The S&P 500 fell into a bear market on Friday, falling 20% from its recent high, but struggled in the end, gaining 0.015% to $3,901.36, bringing its decline from its Jan. 3 high to $3,901.36. 18.7%. Still, the S&P 500 is down more than 3% this week, closing in the black for seven straight weeks.
The culprit of this heavy blow to U.S. stocks is a combination of multiple factors, first and foremost the hawkish Federal Reserve (Fed), in addition to the Russian-Ukrainian war, deteriorating supply chain problems, and the recent 20-year high. U.S. stock valuations.
Analysts from a number of investment institutions, including Wells Fargo Bank, Deutsche Bank, and BMO Capital Markets, have recently revised down their target prices for the S&P 500, but the gap between the latest forecast points is 37%. Such extreme divergence has been second only to the March 2020 US stock market crash in the past 10 years.
Evidence of investor confusion and frustration can be seen everywhere. The recently sold Ark Innovation ETF (ARKK-US) and growth stocks closed in the opposite direction from the previous day on Friday, with a shock of more than 1%. The once-sleepy Walmart (WMT- US), Target (TGT-US) and other companies tumbled, and consumer staples stocks tumbled more than 8% in five days, not at all like a safe haven during market turmoil.
The bear market has only reached one-third of the way?
As for where U.S. stocks may go, pessimists believe that a recession is inevitable after the Fed declared war on inflation, while optimists believe that the Fed is making progress toward its goal.
Quincy Krosby, chief strategist at LPL equities, said: “The nature of the uncertainty we face has changed, but the work of Wall Street analysts is more difficult than it was during the epidemic. There is zero certainty about the direction of the economy. Some are in the ‘recession’ camp, some are in the ‘soft landing’ camp, not to mention everything in between.”
George Ball, chairman of Sanders Morris Harris, said: “The so-called bear market lasts an average of one year (338 days to be more precise). Judging by this, the decline has only reached a third of the time, so there is still a lot of room to fall. , although there will be a rebound in between.”

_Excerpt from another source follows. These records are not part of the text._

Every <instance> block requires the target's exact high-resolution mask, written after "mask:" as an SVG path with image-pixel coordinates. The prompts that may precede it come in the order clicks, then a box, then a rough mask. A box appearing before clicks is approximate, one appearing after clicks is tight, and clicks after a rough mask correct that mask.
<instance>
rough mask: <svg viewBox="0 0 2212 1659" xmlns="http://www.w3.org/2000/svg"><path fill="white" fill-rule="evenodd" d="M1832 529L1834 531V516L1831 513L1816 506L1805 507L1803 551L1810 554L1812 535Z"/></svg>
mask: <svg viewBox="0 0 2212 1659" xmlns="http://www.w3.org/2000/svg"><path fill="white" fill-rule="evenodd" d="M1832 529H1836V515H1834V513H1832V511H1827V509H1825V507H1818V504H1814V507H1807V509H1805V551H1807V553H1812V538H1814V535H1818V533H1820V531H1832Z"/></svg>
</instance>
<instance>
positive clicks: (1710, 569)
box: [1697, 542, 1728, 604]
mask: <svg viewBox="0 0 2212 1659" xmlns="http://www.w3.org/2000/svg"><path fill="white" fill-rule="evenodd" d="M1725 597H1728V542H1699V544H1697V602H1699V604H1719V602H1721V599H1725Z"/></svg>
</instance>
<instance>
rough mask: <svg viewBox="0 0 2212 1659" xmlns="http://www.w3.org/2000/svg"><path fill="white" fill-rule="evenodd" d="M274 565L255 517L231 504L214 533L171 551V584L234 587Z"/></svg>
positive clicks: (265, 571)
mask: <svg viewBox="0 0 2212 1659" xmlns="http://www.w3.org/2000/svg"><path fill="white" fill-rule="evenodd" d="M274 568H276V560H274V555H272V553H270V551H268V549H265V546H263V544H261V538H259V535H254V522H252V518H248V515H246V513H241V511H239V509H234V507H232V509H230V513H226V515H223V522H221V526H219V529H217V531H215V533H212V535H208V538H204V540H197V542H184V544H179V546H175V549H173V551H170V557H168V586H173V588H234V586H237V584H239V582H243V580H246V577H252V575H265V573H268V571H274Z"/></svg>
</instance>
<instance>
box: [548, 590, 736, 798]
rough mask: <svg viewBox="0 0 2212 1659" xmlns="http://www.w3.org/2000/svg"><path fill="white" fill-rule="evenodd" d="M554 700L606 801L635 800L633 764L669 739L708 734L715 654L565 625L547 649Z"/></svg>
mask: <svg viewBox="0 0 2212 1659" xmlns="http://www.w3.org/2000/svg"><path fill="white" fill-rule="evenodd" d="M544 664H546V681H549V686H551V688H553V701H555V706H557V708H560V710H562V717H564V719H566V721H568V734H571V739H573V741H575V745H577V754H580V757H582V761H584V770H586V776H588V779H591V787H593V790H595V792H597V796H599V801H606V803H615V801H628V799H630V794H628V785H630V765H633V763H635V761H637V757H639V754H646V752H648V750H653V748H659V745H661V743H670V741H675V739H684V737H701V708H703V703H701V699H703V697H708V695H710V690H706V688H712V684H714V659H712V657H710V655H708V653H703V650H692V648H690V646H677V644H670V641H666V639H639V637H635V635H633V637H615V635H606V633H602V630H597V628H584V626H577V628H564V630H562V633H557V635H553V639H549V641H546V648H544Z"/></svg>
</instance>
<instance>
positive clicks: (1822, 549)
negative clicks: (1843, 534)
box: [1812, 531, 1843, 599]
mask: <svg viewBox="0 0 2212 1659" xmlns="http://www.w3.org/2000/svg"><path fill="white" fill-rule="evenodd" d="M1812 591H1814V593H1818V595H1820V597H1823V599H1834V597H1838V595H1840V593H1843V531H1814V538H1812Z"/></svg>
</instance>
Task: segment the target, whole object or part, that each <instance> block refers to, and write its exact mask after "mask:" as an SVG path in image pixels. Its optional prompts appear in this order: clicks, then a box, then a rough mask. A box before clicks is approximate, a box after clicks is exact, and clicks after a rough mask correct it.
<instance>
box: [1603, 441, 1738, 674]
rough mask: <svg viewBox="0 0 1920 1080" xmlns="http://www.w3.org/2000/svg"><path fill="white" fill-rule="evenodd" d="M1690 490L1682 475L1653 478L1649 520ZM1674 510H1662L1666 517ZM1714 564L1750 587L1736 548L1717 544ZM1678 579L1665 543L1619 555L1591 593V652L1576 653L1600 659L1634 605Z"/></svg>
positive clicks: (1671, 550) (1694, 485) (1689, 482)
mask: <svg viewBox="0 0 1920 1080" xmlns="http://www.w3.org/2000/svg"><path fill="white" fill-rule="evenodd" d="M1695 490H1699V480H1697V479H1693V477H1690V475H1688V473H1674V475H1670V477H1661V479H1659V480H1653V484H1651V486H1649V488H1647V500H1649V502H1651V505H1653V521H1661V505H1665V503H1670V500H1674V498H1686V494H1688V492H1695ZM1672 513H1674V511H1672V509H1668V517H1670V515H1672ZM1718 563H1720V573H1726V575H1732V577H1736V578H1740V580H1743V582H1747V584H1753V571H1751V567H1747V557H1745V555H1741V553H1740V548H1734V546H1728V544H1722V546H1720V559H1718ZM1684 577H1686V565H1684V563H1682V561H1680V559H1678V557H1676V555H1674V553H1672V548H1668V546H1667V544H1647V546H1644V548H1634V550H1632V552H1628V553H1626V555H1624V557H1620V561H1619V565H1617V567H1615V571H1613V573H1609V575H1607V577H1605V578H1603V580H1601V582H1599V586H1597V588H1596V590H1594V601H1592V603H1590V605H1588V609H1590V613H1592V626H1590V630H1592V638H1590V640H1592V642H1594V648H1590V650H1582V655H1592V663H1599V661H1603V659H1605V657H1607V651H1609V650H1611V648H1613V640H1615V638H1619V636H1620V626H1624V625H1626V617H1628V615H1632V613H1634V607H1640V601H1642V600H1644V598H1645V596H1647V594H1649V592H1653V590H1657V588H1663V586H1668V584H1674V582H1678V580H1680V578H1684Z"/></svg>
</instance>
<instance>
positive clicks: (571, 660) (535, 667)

U.S. stocks have plummeted, and bonds have also fallen deep, meaning that financial conditions are tightening rapidly. The Financial Sentiment Index, tracked by Goldman Sachs, has fallen 1 percent since the Fed raised interest rates in March.
Optimists point to several instances of excessively bearishness in the past, such as Oppenheimer analyst John Stoltzfus, whose latest end-of-year target price for the S&P 500 is 5,330, the highest of any forecast.
“It’s like early 2009 (the start of a long-term bull market) and nothing is clear, or 1994 (the Fed started a cycle of rate hikes and managed to avoid a recession), and 2018,” said Stoltzfus, who has been in the industry for 39 years. 4 quarters (Fed pauses rate hikes, monetary easing the next year). If you’re pessimistic in these moments, you’ll miss the big rally when things get clear.”